Car « l’immigration est un fait social consubstantiel à la construction de la France et d’une partie de l’Europe », souligne-t-il, et « aucune période de l’histoire de l’immigration, aussi intense soit-elle, n’a modifié le socle des valeurs républicaines communes » : « Ni le million de rapatriés et harkis au début des années 1960, pas plus que tous les Portugais, Espagnols, Italiens, Algériens, Marocains, Tunisiens, venus – pour travailler – dans les années 1960 et 1970. Ni les immigrés sub-sahariens que l’indépendance des Etats africains a conduits en Europe. Ni enfin les près de 200 000 “boat people” au début des années 1970 et ce, alors que la situation économique de la France commençait à se dégrader, que le gouvernement avait suspendu l’immigration de travailleurs et que la “maîtrise des flux migratoires” était déjà devenue la préoccupation majeure des pouvoirs publics. »

Le poids des mots

Parmi les idées reçues que le défenseur s’attache à battre en brèche, la plus répandue peut-être est « celle selon laquelle une politique à l’égard des étrangers pleinement respectueuse des droits fondamentaux provoquerait un “appel d’air” favorisant une immigration massive ou serait particulièrement coûteuse ». En réalité, explique-t-il, « outre les situations de renoncement aux soins dont ils sont coutumiers, les étrangers sont particulièrement exposés au non-recours aux prestations sociales » du fait de leur précarité et de leur manque de repères « dans les méandres de l’administration ».

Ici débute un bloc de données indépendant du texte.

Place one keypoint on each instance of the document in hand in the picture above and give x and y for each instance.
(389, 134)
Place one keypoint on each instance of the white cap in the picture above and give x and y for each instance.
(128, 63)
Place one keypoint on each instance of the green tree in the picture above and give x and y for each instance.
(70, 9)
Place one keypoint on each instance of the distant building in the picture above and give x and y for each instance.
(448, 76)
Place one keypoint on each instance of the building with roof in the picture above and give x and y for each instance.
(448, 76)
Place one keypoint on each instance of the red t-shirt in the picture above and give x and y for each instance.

Enfin, « véhicules des idées et des stéréotypes, les mots utilisés ne sont pas neutres et sans conséquence », estime l’institution, en soulignant que « migrants, réfugiés, clandestins, sans papiers, immigrés, exilés sont autant de mots rarement utilisés de manière indifférente ». D’ailleurs, le mot « migrant » lui inspire une réflexion inquiète sur le fait que « ce terme a longtemps été vu comme le plus neutre, au regard notamment de celui de “clandestin”, particulièrement utilisé par des mouvements anti-immigration », mais qu’il a, depuis quelque temps, « tendance à être utilisé, en particulier dans l’expression inappropriée de “crise des migrants”, pour disqualifier les personnes, leur dénier un droit à la protection en les assimilant à des “migrants économiques” dont l’objectif migratoire serait utilitariste et, partant, moins légitime que celui lié à la fuite de la guerre ou des persécutions, opéré par le réfugié ». Une distinction qui « conduit à jeter le discrédit et la suspicion sur les exilés dont on cherche à déterminer si leur choix d’atteindre l’Europe est noble, « moral » et pas simplement utilitaire », s’insurge le défenseur des droits, en pointant « le risque de priver de protection les personnes en droit d’en bénéficier » et qui, avant d’être considérées comme des étrangers, doivent l’être comme des enfants, des malades, des travailleurs ou des usagers d’un service public…

Notes

(1) Ce rapport est disponible sur www.defenseurdesdroits.fr.